For investors, the wash rule can make tax time complicated. Active traders often buy and sell stock throughout the year, sometimes at a loss. Usually, that loss can be claimed on your taxes, but not if you turn around and buy a very similar stock within 30 days.
To protect against fraud, the IRS came up with the 30-day wash rule, which says that you can’t claim your loss on your taxes if you bought a stock it would consider the same or “substantially similar” within 30 days of the sale. By disallowing this, the IRS intends to prevent the practice of selling a stock at a loss, then buying again, only to claim the loss on that year’s taxes.
Understanding "Substantially Similar"
Also referred to as "substantially identical," these types of securities don't adhere to a hard-and-fast IRS definition. Investors and brokers must apply this meaning using their best judgment so they don't violate the wash sale rule.
As one example of this, an investor could use the proceeds from selling a stock at a loss that's closely aligned with the S&P 500 Index to purchase another stock that has similar but not identical attributes that may be more closely aligned with the Russell 1000 Index. The differences between these two securities is likely outside the definition of "substantially similar" or "substantially identical" and, therefore, not considered a wash sale.
Reporting a Disallowed Loss
To report your disallowed loss, you’ll first look at the Form 1099-B that comes from your broker at the start of the year. Box 5 on that form will be checked, indicating that the reported loss was a noncovered security.
To report it on Schedule D, start with Form 8949: Sales and Other Dispositions of Capital Assets. If it’s disallowed, you’ll input your nondeductible loss in Column (g). The code for a wash sale is “W,” which goes in column (f) in the row where you’re inputting the loss. Simply complete all the information and get a total, which you can then transfer to the corresponding lines on Schedule D.
Exceptions for Brokers
Although investors can’t claim the loss if a similar stock was purchased within 30 days, this rule doesn’t apply to dealers for whom the transaction is part of doing business. Since dealers regularly sell at a loss and buy similar stocks within a short time period, they can claim the loss when they file their business taxes.
2018 Tax Law Changes
If you sell your stock at a profit, you’ll need to pay attention to the new tax brackets under the Tax Cuts and Jobs Act. You can actually save money if your tax bracket has dropped as a result of the changes.
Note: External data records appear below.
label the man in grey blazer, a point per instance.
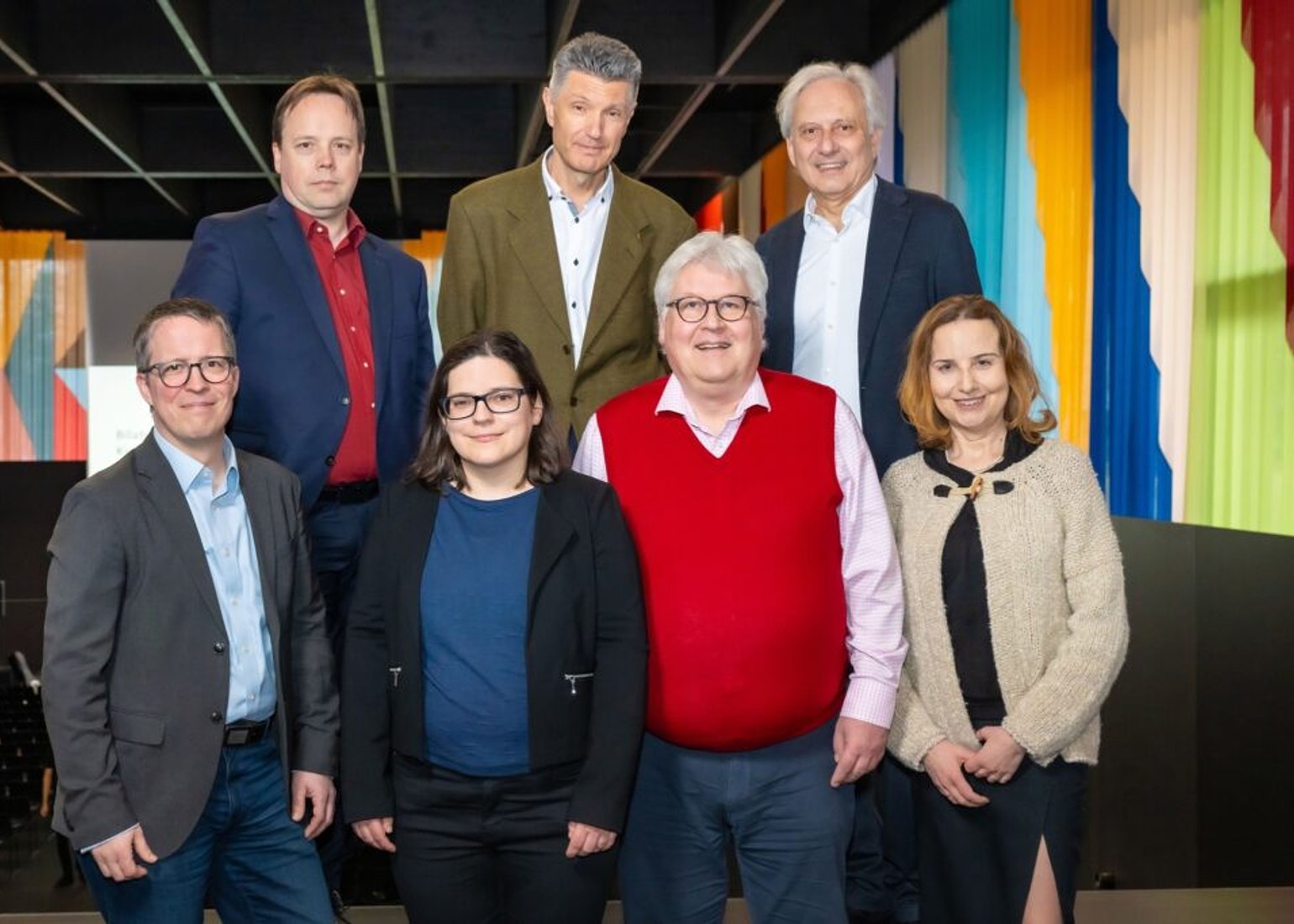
(188, 679)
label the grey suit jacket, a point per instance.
(500, 270)
(136, 672)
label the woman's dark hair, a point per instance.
(436, 461)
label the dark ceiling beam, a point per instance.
(188, 19)
(743, 30)
(379, 71)
(7, 169)
(101, 114)
(529, 134)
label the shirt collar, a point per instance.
(355, 229)
(191, 473)
(673, 400)
(554, 191)
(858, 207)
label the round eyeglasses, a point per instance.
(498, 402)
(175, 373)
(729, 308)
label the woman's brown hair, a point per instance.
(436, 461)
(914, 392)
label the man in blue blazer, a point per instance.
(850, 277)
(333, 330)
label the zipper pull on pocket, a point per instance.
(572, 679)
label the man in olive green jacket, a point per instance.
(565, 251)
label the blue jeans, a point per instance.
(788, 826)
(245, 849)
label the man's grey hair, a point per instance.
(822, 70)
(199, 311)
(729, 254)
(598, 56)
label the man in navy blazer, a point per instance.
(850, 277)
(333, 332)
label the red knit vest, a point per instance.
(740, 559)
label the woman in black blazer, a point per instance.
(495, 675)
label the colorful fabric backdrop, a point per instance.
(1126, 169)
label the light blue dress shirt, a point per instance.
(227, 540)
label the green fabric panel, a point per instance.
(1240, 469)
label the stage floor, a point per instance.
(1149, 906)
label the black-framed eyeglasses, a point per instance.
(498, 402)
(175, 373)
(729, 308)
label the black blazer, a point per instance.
(918, 254)
(585, 620)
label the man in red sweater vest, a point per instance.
(774, 607)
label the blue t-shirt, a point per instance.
(474, 619)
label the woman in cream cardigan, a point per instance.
(1016, 624)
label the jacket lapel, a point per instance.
(303, 272)
(160, 488)
(551, 535)
(891, 215)
(376, 282)
(536, 246)
(623, 251)
(783, 275)
(256, 496)
(418, 512)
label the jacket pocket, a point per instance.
(140, 727)
(579, 682)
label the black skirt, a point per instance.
(977, 864)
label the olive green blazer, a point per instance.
(500, 270)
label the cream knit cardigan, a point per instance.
(1056, 610)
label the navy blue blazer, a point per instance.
(292, 397)
(918, 254)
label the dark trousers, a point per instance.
(788, 826)
(245, 849)
(492, 849)
(337, 540)
(883, 856)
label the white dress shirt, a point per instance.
(828, 291)
(579, 234)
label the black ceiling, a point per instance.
(134, 118)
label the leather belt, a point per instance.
(241, 734)
(350, 492)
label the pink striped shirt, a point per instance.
(874, 591)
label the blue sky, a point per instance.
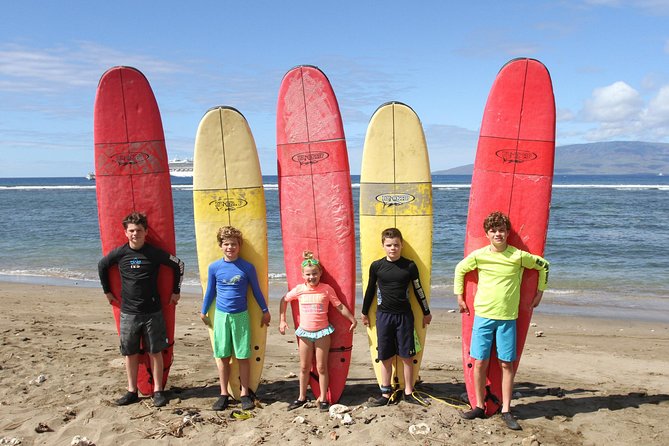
(609, 61)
For example, single filers (and married taxpayers who file a separate tax return) with an income of $50,000 will owe taxes of 15 percent on their capital gains in 2018, but married taxpayers (and heads of household) at this same income bracket (filing a joint return) pay no capital gains tax.
- If you had a disallowed loss from a wash sale, make sure you add the loss to the cost basis of the replacement stocks. When you eventually sell the replacement stocks, you will be able to claim the loss at that time. For example, if you had a disallowed loss of $500 on XYZ stocks, and the replacement XYZ stocks cost you $5,000, your new cost basis will be $5,500. If you sell the stocks next year for $6,000, you will have to report a gain of only $500.